Ditulis oleh Dwi Purtranto Adjie




Jakarta, 28 September 2016 – Dalam rangka pembahasan dan diskusi terkait implementasi SPIP di Kementerian Keuangan, Inspektorat Jenderal kembali menerima kunjungan kerja dari rekan-rekan Inspektorat Provinsi. Pada kesempatan tersebut, Rabu (28/9) bertempat di Ruang Rapat Inspektorat Jenderal lantai XI, Delegasi dari Sekretariat Inspektorat Provinsi Jawa Tengah  disambut dengan hangat oleh Kepala Bagian Kepatuhan dan Verifikasi Kekayaan Pegawai (KVKP), Dudung Rudi Hendratna, serta dihadiri pula oleh Kasubbag Pemantauan dan Pengendalian Intern (PPI) dan Kasubbag Verifikasi Pelaporan Perpajakan dan Harta Kekayaan (VPPHK). Adapun delegasi yang hadir dari Sekretariat Inspektorat Provinsi Jawa Tengah antara lain Yusuf Andryawan, Andreas C. Nasarani, dan M. Yusdi Noviadi dari Subbagian Perencanaan.

Dalam penerapan SPIP, pengendalian intern di Kementerian Keuangan menggunakan pendekatan Three Lines of Defense, yang artinya mekanisme pengendalian intern dipegang secara berlapis oleh tiga unit yaitu unit operasional/manajemen selaku pemilik resiko, Unit Kepatuhan Internal (UKI) di setiap unit Eselon I sebagai risk controller, dan Inspektorat Jenderal sebagai unit audit internal Kementerian Keuangan. Adapun tingkat kematangan pengendalian intern di Kementerian Keuangan selalu dievaluasi oleh BPKP selaku pembina APIP di Indonesia dengan kondisi saat ini yang telah mencapai level 3 (terdefinisi) dari skala 5.

Selain membahas implementasi SPIP di Kementerian Keuangan, Inspektorat Provinsi Jawa Tengah juga menggali lebih jauh peran dan fungsi dari Inspektorat Bidang Investigasi dalam pengendalian dan tindak lanjut potensi fraud sebagai bahan masukan atas proses pembentukan Inspektorat Khusus yang menangani pengaduan atas kegiatan pengawasan Inspektorat Provinsi Jawa Tengah.
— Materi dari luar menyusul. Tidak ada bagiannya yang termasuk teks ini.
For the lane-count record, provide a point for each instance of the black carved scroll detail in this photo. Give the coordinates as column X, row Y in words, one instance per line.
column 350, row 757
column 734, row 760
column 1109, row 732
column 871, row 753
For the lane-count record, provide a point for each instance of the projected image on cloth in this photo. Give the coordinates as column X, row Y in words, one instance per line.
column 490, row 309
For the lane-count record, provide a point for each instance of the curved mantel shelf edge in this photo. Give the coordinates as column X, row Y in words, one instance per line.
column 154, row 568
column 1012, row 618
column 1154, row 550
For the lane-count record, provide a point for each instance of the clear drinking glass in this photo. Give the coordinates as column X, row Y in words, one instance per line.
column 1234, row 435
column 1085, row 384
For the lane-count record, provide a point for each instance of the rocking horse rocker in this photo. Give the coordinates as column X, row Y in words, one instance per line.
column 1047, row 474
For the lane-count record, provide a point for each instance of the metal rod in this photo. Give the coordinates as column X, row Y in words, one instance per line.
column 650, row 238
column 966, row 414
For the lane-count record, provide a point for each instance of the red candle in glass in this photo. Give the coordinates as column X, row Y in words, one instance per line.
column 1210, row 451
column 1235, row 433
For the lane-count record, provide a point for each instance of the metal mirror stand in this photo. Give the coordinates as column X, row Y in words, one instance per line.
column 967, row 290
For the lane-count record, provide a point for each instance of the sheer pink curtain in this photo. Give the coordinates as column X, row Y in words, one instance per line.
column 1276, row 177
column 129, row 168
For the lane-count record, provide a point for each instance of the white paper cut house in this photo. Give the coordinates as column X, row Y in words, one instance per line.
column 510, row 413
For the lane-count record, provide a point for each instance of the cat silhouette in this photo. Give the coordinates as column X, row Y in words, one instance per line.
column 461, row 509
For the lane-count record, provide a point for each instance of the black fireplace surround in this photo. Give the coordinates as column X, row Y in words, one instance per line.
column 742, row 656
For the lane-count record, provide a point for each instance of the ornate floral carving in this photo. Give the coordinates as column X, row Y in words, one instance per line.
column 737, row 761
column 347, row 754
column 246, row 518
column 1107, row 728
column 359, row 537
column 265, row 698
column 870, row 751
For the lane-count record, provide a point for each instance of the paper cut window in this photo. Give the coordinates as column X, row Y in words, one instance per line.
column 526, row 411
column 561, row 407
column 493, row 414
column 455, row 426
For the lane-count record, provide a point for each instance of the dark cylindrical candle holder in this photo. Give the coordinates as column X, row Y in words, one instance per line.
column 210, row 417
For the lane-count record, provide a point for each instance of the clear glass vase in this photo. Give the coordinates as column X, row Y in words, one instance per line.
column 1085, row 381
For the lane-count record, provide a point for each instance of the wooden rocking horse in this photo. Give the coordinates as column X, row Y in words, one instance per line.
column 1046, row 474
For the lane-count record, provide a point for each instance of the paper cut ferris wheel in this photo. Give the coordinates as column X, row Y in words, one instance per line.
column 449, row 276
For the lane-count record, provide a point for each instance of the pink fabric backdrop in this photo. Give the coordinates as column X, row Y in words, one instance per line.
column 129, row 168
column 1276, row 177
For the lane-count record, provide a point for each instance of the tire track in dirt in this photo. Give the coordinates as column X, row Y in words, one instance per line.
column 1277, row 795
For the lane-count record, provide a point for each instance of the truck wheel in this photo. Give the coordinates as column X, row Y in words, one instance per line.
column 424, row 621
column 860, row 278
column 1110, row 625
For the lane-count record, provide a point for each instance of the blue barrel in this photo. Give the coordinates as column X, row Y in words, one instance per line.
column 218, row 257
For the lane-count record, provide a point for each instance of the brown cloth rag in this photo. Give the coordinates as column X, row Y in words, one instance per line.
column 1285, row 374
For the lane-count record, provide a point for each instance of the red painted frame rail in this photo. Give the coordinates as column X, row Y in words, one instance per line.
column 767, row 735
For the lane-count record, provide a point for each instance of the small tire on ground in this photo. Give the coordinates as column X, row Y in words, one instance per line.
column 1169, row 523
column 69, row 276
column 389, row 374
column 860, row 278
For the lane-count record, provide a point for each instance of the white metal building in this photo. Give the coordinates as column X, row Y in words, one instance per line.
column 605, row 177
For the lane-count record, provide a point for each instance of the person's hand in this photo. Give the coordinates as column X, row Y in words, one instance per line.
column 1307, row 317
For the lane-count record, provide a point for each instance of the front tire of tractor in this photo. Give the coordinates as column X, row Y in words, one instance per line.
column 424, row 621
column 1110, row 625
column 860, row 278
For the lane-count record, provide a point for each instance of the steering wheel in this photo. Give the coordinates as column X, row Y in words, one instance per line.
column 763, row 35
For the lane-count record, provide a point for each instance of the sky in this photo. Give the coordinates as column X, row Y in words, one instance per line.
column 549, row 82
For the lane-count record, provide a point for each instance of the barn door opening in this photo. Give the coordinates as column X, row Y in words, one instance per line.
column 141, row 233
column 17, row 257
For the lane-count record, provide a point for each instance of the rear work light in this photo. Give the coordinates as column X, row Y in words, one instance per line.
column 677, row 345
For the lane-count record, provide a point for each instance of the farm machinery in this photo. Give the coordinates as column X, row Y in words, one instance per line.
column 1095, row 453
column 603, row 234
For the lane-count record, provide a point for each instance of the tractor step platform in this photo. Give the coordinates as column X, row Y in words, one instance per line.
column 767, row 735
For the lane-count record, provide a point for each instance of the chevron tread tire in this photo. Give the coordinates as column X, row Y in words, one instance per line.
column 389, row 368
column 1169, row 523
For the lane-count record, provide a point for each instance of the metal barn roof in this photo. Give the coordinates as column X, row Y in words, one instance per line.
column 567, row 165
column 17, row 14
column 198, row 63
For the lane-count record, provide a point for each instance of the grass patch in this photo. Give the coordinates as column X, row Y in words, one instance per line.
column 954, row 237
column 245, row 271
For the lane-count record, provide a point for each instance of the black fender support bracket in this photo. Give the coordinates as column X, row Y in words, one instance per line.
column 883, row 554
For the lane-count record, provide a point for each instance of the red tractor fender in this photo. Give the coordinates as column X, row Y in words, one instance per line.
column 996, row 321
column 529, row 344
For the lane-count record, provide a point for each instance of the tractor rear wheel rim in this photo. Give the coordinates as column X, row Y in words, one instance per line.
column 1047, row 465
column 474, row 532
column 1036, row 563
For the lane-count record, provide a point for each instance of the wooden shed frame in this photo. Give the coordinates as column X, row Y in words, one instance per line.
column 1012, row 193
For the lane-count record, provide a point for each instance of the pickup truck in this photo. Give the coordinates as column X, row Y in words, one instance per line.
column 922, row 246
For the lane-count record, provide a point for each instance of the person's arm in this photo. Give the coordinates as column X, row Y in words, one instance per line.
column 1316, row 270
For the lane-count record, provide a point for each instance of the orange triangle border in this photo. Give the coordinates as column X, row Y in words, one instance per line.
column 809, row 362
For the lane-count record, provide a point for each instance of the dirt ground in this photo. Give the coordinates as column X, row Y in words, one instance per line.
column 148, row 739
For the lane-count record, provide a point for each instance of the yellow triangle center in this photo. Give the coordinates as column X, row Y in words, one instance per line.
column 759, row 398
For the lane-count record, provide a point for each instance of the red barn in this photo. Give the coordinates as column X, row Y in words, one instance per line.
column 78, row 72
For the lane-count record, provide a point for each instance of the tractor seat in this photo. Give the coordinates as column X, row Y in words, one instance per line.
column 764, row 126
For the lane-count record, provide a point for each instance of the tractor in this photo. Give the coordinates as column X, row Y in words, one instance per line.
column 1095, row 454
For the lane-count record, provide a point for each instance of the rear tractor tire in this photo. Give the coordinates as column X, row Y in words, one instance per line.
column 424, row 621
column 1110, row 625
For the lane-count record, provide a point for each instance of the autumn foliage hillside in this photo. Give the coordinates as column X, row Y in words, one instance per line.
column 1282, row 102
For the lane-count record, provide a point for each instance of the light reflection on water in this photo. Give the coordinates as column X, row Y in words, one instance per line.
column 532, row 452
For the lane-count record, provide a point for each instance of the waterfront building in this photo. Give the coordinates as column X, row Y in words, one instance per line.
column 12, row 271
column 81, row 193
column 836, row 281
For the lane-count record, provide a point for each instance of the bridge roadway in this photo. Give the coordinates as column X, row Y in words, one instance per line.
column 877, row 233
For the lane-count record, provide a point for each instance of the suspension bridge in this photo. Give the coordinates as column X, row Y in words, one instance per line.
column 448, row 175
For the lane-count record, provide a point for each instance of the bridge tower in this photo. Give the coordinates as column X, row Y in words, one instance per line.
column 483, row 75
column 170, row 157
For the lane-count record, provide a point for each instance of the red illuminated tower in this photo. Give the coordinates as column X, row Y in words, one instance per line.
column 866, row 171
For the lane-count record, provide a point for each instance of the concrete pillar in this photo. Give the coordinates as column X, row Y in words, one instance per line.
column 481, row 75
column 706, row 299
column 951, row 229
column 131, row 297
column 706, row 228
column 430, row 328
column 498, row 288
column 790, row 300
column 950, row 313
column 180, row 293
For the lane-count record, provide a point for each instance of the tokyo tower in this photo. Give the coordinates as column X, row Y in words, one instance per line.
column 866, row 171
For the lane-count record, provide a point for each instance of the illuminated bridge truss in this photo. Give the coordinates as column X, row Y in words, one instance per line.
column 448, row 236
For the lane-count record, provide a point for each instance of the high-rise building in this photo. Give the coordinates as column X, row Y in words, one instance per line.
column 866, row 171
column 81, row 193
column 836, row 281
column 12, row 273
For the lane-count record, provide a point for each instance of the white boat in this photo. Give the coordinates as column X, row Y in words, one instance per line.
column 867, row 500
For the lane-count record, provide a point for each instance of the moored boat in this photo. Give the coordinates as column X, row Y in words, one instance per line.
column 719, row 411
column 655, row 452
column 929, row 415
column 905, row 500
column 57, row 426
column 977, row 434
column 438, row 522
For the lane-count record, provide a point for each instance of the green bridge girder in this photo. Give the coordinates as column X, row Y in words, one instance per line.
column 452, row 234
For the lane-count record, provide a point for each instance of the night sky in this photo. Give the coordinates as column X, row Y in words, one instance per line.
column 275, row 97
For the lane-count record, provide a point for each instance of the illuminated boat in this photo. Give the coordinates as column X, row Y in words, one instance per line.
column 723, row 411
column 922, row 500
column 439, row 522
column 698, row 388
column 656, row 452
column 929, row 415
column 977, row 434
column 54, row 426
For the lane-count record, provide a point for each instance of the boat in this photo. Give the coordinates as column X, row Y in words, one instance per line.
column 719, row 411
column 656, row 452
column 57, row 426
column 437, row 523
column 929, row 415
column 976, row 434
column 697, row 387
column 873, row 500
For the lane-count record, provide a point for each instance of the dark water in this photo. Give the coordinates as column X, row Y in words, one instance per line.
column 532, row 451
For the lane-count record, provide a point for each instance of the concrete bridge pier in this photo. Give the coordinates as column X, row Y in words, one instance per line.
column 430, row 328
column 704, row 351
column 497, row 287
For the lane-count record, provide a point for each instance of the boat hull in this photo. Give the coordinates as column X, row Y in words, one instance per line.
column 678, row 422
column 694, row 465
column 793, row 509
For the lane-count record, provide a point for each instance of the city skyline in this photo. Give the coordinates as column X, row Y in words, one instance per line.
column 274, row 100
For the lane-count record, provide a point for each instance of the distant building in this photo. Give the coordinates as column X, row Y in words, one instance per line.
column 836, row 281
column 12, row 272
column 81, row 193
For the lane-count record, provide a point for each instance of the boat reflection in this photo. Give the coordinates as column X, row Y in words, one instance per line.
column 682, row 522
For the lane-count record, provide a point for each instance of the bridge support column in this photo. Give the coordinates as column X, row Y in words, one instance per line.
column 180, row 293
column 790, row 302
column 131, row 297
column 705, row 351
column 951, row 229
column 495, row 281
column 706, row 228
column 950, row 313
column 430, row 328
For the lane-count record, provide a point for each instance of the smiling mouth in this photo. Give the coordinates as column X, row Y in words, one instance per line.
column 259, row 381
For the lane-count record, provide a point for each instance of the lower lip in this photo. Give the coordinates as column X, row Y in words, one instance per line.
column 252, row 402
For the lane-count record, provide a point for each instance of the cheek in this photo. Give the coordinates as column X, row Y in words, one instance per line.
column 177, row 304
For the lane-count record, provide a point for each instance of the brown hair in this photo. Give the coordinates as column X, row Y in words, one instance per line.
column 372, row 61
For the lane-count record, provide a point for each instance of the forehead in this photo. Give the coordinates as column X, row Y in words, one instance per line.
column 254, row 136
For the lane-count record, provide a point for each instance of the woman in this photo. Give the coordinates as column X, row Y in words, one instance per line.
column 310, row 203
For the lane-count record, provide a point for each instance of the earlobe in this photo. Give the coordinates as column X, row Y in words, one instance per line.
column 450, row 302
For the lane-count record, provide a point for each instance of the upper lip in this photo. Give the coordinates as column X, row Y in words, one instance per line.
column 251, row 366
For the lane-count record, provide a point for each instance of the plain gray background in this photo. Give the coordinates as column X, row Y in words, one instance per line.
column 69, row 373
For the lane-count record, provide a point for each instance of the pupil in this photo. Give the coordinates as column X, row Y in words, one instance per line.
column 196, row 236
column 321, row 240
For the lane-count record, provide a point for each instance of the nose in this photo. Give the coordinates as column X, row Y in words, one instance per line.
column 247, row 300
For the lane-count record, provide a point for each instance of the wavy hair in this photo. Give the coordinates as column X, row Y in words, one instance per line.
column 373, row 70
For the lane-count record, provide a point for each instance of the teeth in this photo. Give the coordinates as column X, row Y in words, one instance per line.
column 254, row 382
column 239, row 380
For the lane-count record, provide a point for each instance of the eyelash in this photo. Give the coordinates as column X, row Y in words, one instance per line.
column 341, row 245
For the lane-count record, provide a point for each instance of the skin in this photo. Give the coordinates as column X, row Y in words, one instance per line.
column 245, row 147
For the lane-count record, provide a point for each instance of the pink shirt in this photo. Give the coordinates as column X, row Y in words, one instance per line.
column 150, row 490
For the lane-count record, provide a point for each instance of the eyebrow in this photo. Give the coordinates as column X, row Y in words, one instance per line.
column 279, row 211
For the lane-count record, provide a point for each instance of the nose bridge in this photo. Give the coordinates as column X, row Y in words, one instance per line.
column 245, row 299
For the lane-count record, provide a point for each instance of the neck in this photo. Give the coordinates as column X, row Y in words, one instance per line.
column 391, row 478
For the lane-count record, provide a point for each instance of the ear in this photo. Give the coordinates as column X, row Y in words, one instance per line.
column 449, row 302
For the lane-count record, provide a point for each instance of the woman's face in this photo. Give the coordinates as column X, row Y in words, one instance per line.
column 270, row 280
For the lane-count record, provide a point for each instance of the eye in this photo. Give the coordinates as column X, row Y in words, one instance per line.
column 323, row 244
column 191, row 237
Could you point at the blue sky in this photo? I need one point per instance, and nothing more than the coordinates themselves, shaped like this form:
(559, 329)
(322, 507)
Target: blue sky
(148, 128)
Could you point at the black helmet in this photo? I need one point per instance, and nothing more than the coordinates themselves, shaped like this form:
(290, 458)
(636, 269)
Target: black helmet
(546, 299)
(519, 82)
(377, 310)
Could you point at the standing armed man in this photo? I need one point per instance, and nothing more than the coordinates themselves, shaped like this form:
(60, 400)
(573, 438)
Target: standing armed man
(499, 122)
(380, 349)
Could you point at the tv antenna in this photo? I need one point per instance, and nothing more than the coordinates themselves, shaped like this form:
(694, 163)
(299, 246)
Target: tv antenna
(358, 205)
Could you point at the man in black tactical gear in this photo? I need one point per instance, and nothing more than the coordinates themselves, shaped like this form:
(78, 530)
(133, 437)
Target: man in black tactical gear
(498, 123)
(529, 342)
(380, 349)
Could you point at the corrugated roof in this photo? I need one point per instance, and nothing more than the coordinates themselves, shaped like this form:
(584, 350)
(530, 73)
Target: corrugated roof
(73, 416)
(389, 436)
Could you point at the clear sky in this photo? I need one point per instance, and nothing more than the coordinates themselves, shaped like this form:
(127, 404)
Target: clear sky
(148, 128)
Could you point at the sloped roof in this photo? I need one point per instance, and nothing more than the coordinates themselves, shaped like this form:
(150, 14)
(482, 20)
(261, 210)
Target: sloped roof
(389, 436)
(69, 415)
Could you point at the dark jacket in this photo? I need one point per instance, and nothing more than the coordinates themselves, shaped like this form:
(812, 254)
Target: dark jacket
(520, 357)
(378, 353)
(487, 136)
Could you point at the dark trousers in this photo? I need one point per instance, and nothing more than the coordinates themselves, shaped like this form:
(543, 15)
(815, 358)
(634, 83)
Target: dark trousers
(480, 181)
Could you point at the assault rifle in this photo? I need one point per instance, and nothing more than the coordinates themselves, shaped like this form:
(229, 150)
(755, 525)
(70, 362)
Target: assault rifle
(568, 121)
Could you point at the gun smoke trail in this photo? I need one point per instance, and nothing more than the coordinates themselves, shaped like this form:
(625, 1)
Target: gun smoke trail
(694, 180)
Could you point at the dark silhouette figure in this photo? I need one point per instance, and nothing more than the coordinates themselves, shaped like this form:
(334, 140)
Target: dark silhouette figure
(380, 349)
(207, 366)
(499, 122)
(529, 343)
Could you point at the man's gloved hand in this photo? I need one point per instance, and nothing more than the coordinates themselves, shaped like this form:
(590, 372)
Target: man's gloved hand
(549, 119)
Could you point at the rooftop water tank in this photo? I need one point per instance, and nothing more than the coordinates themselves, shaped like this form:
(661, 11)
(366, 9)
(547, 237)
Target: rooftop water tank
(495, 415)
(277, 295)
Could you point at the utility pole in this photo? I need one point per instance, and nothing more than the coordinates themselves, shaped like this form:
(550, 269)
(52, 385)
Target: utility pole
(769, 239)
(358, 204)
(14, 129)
Lebih lanjut, Kepala Bagian KVKP menjelaskan bahwa pembentukan unit khusus di bidang Investigasi akan sangat membantu efektivitas dan independensi penyelidikan atas potensi fraud serta pencegahannya. Disamping itu, diterangkan bahwa Inspektorat Jenderal Kementerian Keuangan juga telah didukung oleh aplikasi pengaduan masyarakat bernama Whistleblowing System (Wise).